Within the next two to three years, we are looking at reaching $2 to $3 billion as a conservative estimate and we do see an opportunity to do so,” said Mr AbuShaban.

Mercer does not directly make investments, but allocates clients’ money they have discretion to, to professional asset managers. They also provide advice to clients.

“We have buying power. We can negotiate on their (client’s) behalf with asset managers to provide them lower fees than they otherwise would have to get on their own,” he added.

Mercer Wealth’s clients include sovereign wealth funds, family offices, and insurance companies among others.

From its office in Dubai, Mercer also looks after Africa, India and Turkey, where they also see opportunity for growth.

Wealth creation in Middle East and Africa (MEA) grew 8.5 per cent to $8.1 trillion last year from $7.5tn in 2015, higher than last year’s global average of 6 per cent and the second-highest growth in a region after Asia-Pacific which grew 9.9 per cent, according to consultancy Boston Consulting Group (BCG). In the region, where wealth grew just 1.9 per cent in 2015 compared with 2014, a pickup in oil prices has helped in wealth generation.

BCG is forecasting MEA wealth will rise to $12tn by 2021, growing at an annual average of 8 per cent.

Drivers of wealth generation in the region will be split evenly between new wealth creation and growth of performance of existing assets, according to BCG.

Another general trend in the region is clients’ looking for a comprehensive approach to investing, according to Mr AbuShaban.

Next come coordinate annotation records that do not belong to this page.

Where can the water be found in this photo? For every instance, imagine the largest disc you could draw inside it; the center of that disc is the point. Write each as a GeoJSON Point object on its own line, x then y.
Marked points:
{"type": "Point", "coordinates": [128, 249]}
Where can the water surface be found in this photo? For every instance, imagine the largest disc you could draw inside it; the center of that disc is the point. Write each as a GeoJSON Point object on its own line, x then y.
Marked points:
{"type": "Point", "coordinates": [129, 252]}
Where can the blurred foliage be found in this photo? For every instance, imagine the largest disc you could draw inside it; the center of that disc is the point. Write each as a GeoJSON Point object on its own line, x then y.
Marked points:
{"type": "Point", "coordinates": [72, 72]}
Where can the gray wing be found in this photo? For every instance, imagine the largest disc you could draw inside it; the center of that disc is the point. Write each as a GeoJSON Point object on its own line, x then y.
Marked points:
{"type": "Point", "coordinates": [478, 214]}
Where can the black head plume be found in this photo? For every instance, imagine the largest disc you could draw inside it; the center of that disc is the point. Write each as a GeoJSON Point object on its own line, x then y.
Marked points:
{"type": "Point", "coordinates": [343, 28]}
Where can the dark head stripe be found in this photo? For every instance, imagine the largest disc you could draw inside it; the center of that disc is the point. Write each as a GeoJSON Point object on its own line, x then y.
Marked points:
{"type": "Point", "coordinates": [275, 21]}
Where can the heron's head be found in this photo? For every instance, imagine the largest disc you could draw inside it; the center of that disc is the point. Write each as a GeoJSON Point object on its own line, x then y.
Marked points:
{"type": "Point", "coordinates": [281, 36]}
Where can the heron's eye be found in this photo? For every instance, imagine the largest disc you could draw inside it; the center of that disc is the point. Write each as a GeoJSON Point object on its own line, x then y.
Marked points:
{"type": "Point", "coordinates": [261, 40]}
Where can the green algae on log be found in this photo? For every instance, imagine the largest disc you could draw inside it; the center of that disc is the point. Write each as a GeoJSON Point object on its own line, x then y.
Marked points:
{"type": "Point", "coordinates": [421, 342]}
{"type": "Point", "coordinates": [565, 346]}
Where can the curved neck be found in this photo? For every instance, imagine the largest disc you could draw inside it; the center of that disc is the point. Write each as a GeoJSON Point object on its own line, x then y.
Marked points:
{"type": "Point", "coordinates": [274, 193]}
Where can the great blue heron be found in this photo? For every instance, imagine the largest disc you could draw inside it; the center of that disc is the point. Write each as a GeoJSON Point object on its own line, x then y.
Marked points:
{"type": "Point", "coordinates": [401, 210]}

“Institutional investors or some of the families are seeing a slowdown in the available capital they have to invest and in that sense they are looking at optimizing the way they manage their portfolios and making sure they are not investing haphazardly and different parts of their investment are working together,” said Mr AbuShaban.

Some clients also have a higher appetite for risk, given the low interest-rate environment that does not provide enough yield for some institutional investors. These clients are keen to invest in illiquid assets, such as private equity and infrastructure.

“What we have seen is a desire for higher returns in what has been a low-return environment specifically in various fixed income or bonds,” he said.

“In this environment, we have seen a de facto increase in the risk that clients are taking in things like illiquid investments, private equity investments, infrastructure and private debt, those kind of investments were higher illiquidity results in incrementally higher returns.”

The Abu Dhabi Investment Authority, one of the largest sovereign wealth funds, said in its 2016 report that has gradually increased its exposure in direct private equity and private credit transactions, mainly in Asian markets and especially in China and India. The authority’s private equity department focused on structured equities owing to “their defensive characteristics.”